B. Careful study: This is what we must aim for. It could be the study of a whole book, or a chapter or passage. Identify the author of the extract. Then make a preliminary reading to get an overall view. Try to find out how it is put together and the plan. (To find out how it is put together, notice where there is a change of ideas. What are these ideas? What are the transitions?).
Having found the plan, then summarize the principal ideas in a schematic way within it, or add passages which will help you to pray.
This is a good method for the Sermons of St Augustine and other Fathers; particularly when they are used on feast days.

V. OTHER HELPS

A. Colours: One can underline the same or similar words with coloured crayons, this helps to identify key-words or changes of idea in a short text. Of course the text must be copied out, to avoid defacing the library book!

B. Tables: There are many interesting ways of doing this

1) According to ideas: Summarize a text with a plan.

2) For the psalms: The 'Last judgement' method: one puts whatever refers to God in the centre; what refers to good on the right and evil on the left. One may need more columns for places or people; it is for you to decide!

Obviously several methods can be combined and others invented.
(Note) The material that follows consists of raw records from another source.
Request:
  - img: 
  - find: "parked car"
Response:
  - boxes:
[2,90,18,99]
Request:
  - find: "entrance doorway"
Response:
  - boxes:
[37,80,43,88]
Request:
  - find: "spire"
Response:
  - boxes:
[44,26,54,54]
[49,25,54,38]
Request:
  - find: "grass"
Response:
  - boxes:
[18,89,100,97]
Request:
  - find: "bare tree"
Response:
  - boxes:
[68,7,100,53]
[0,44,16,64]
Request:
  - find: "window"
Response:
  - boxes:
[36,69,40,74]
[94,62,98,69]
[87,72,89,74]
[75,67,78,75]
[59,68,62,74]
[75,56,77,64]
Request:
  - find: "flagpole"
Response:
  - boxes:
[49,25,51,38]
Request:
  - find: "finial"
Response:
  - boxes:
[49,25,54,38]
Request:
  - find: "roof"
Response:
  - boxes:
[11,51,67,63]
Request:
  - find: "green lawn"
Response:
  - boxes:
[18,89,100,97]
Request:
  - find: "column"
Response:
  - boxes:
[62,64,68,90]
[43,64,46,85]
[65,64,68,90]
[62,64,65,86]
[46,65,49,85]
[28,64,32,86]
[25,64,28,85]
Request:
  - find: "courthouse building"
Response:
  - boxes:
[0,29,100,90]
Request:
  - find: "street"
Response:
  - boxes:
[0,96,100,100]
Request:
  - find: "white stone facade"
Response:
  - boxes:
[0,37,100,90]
The point is to work at it and be nourished by one's reading.

 

GLOSSARY


Acedia

boredom, restlessness, despondency, listlessness

Anachoresis

withdrawal into solitude

Amerimna

freedom from anxiety

Anthropomorphism

notion that since man is made in the image and likeness of God, the 'form' of God must be in some way the form of man.

Apatheia

participation in the passionlessness of God and so a foretaste of the 'angelic' life, the life of the resurrection, of inner and outer integration; impassibility; interior simplicity; purity of heart (Cassian); spiritual freedom; detachment, but not indifference.

Apotaxis

renunciation

Diakrisis

discernment or discretion.

Epektasis

notion of the search for God and participation in the Divine life as unending 'stretching forward' (Phil 3:13) in self-transcendance into the Transcendant, who is ever beyond; eternal life is thus conceived as dynamic, ever-deepening union with God, not a static 'vision'.

Epinoia

thought, conception.

Gnosis

the knowledge of the enlightened mind, ofone who haslearnt to perceive the by means of diakrisis which is a participation in divine knowledge and so linked with contemplation.

Heart

is the spiritual centre of man's being as he is made in the image of God.
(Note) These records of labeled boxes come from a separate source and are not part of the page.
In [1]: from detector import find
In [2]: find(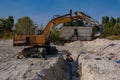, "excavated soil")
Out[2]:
[0,39,120,80]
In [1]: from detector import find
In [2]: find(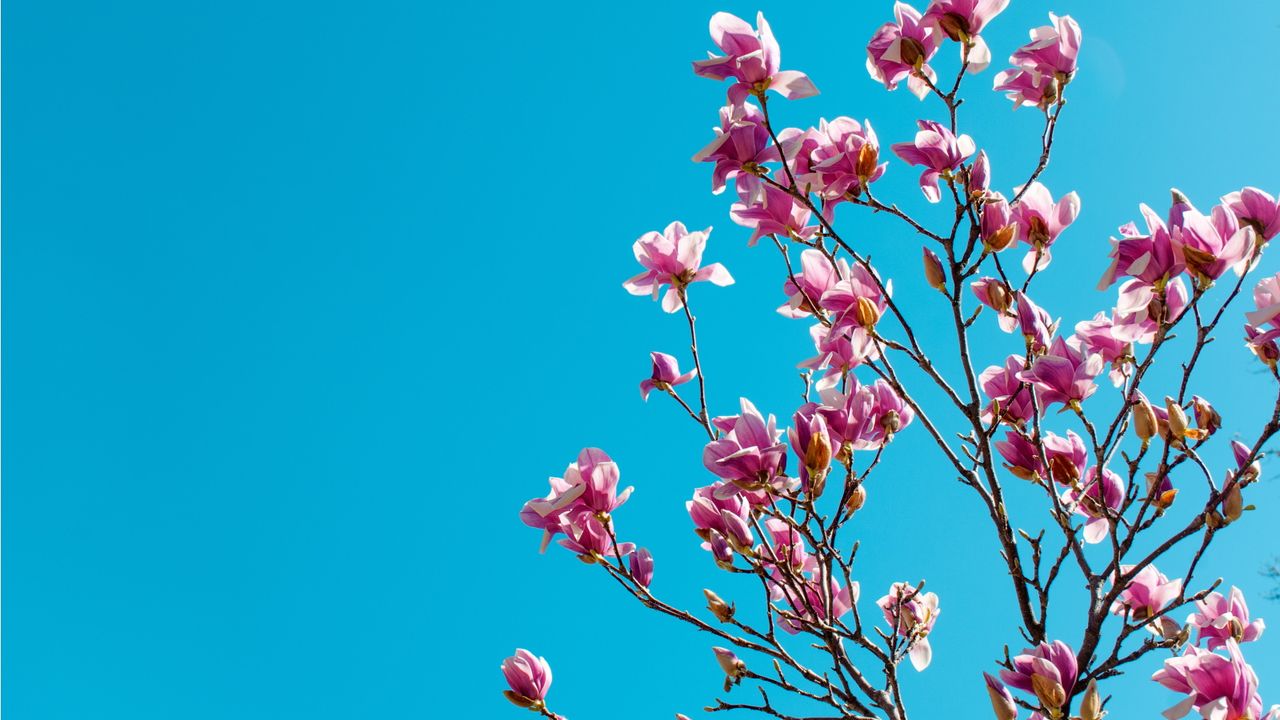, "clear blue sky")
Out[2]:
[3,0,1280,720]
The deepest and truest self in which the mystery of the uinion between the divine and the human is consummated.

Hesychia

inner tranquillity, stillness, the silence of listening and entering into God's own silence.

Homonymy

homonoia, unanimity, concord, agreement.

Logikos

the intelligence, that is: how the intellect works. Closely connected with the logos: the divine intellect. Signifies one who possesses spiritual knowedge.

Logismoi

passionate thoughts

Logoi

inner essences or principles of things

Melete

the exercise of prayer; meditation; brief and constant prayers.

Nepsis

watchfulness, vigilance, guarding of the heart

Nous

intellect or mind; the highest faculty in man, through which, when it is purified, he knows God. Not the same as reason which is deductive understanding. It understands divine truth by means of inner experience or intuition. It dwells in the depths of the soul, is the innermost aspect of the heart - the 'eye of the heart' and means of contemplation.

Penthos

compunction, sadness at not having loved enough.

Praktike

practice of the virtues, asceticism to purify the soul of its passions or emotions

praxis = action

Reason

mind; the conceptual and logical faculty which draws conclusions from data given by the senses or by spiritual knowledge.

Scopos

aim or objective

Telos

final goal or end

Theology

denotes far more than learning: active and conscious participation in the realities of the divine world; ie. a realization of spiritual knowledge; experiential knowledge of God through the highest form of prayer. Mysticism.

Theoria

Contemplation; the perception of the intellect through which one attains spiritual knowledge

Theoria phusike

contemplation of the natural world

*****

N.B. This is the glossary in the text, but it is not Br Luc's, I invented it !! Sr H. W.